But some experts say there are compelling reasons for Bush — now freed of any re-election burden — to make significant changes in his approach, by placing new emphasis on diplomacy, compromising with opposition Democrats and trying to repair ties with Europe.

Bush "has made it clear over the past year that he's not changing the overall direction of his policy," said Gary Schmitt, a Republican neo-conservative and executive director of the Project for the New American Century which advocates robust American global leadership.

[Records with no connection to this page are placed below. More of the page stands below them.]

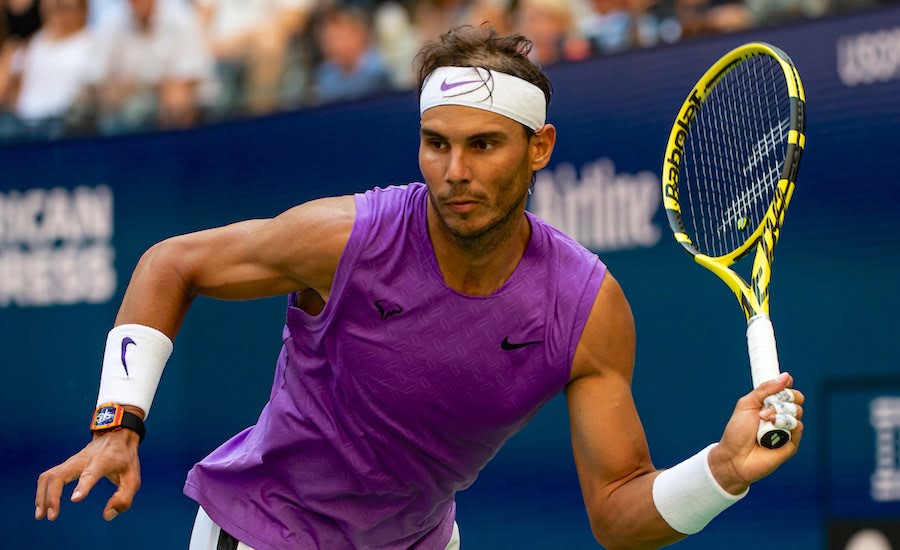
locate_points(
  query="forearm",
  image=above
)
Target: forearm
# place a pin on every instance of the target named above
(160, 291)
(625, 517)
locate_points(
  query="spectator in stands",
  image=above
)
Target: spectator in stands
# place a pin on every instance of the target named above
(153, 63)
(702, 17)
(434, 17)
(350, 68)
(22, 18)
(550, 24)
(19, 20)
(618, 25)
(52, 68)
(250, 40)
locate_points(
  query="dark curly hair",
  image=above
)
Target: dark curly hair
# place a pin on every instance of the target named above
(469, 46)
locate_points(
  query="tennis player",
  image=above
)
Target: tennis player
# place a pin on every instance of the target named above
(426, 324)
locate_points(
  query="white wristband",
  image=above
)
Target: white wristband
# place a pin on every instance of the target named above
(688, 496)
(132, 366)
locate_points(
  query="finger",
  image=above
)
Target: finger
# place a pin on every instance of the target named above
(785, 408)
(792, 409)
(54, 486)
(784, 396)
(785, 422)
(122, 499)
(89, 477)
(771, 387)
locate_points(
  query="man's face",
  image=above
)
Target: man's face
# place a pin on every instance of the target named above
(477, 165)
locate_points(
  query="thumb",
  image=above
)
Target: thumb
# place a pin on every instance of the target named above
(121, 500)
(772, 387)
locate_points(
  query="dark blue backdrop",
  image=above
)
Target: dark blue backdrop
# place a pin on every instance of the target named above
(835, 295)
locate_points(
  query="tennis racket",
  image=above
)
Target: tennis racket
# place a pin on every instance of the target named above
(728, 176)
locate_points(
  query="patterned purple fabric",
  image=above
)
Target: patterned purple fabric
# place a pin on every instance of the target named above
(400, 391)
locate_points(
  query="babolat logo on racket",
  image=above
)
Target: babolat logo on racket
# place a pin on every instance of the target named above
(676, 146)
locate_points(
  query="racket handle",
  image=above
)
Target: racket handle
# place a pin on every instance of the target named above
(764, 367)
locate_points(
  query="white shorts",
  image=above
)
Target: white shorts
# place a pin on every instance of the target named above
(206, 535)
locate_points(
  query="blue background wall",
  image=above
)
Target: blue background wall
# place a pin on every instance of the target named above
(835, 293)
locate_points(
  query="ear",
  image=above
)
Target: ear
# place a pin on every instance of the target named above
(541, 146)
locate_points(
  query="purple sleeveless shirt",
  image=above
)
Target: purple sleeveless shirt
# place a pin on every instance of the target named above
(400, 391)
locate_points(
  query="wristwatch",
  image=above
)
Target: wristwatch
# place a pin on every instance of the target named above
(110, 417)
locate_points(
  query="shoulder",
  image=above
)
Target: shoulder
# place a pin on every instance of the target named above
(608, 340)
(568, 248)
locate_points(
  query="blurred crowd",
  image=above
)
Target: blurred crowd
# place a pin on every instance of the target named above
(77, 67)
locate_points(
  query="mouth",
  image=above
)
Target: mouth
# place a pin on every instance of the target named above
(462, 206)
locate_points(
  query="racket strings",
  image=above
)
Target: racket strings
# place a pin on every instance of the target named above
(734, 154)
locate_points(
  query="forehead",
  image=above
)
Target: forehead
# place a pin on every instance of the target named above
(461, 120)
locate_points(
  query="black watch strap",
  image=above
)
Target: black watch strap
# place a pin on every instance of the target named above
(112, 416)
(134, 423)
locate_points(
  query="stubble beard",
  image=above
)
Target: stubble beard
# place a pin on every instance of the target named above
(483, 240)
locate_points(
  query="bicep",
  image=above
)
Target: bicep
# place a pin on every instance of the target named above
(296, 250)
(608, 440)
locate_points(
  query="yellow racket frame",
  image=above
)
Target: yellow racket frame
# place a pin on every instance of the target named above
(753, 297)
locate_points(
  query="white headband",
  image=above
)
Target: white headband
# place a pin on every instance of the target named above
(493, 91)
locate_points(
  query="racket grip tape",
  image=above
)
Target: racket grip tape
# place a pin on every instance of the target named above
(764, 367)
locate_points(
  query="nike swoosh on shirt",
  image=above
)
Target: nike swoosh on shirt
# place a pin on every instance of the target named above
(125, 342)
(507, 345)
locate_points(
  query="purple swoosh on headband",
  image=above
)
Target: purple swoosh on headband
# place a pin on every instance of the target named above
(125, 342)
(445, 86)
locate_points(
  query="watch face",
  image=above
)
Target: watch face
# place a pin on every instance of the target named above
(107, 416)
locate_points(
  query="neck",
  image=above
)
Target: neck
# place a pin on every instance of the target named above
(479, 266)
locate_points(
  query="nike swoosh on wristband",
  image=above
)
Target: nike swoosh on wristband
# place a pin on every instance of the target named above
(507, 345)
(445, 86)
(125, 342)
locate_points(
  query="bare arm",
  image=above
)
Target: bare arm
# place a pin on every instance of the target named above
(297, 250)
(611, 452)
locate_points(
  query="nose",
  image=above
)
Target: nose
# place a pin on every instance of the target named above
(458, 168)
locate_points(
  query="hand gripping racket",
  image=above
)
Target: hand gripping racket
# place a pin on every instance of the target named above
(728, 175)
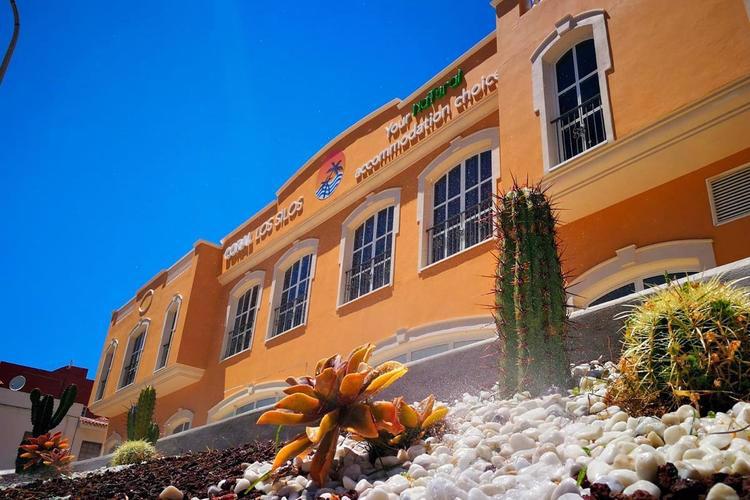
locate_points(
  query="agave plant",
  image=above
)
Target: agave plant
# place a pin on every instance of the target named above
(52, 450)
(336, 399)
(416, 421)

Facing the most daunting national security agenda in a generation, the president "may well change personnel (in his government) and tactical decisions, but his overall vision is going to remain the same," Schmitt told Reuters.

Looking for legacy

This includes doggedly pushing plans to try to transform Iraq into a democracy and making good on a pledge that Iran should never be allowed to acquire nuclear weapons.

Schmitt said the Iran pledge might ultimately require using force. For the moment, Bush is geared toward a November 25 deadline for persuading the UN nuclear agency to send the issue to the UN Security Council for possible sanctions.

With the United States bitterly divided and an upsurge in anti-Americanism worldwide, Patrick Cronin of the Centre for Strategic and International Studies said Bush must alter course if he is to leave a successful legacy.

That is what President Ronald Reagan did in the 1980s when the iconic anti-communist crusader signed arms control accords with the Soviet Union he once called an "evil empire."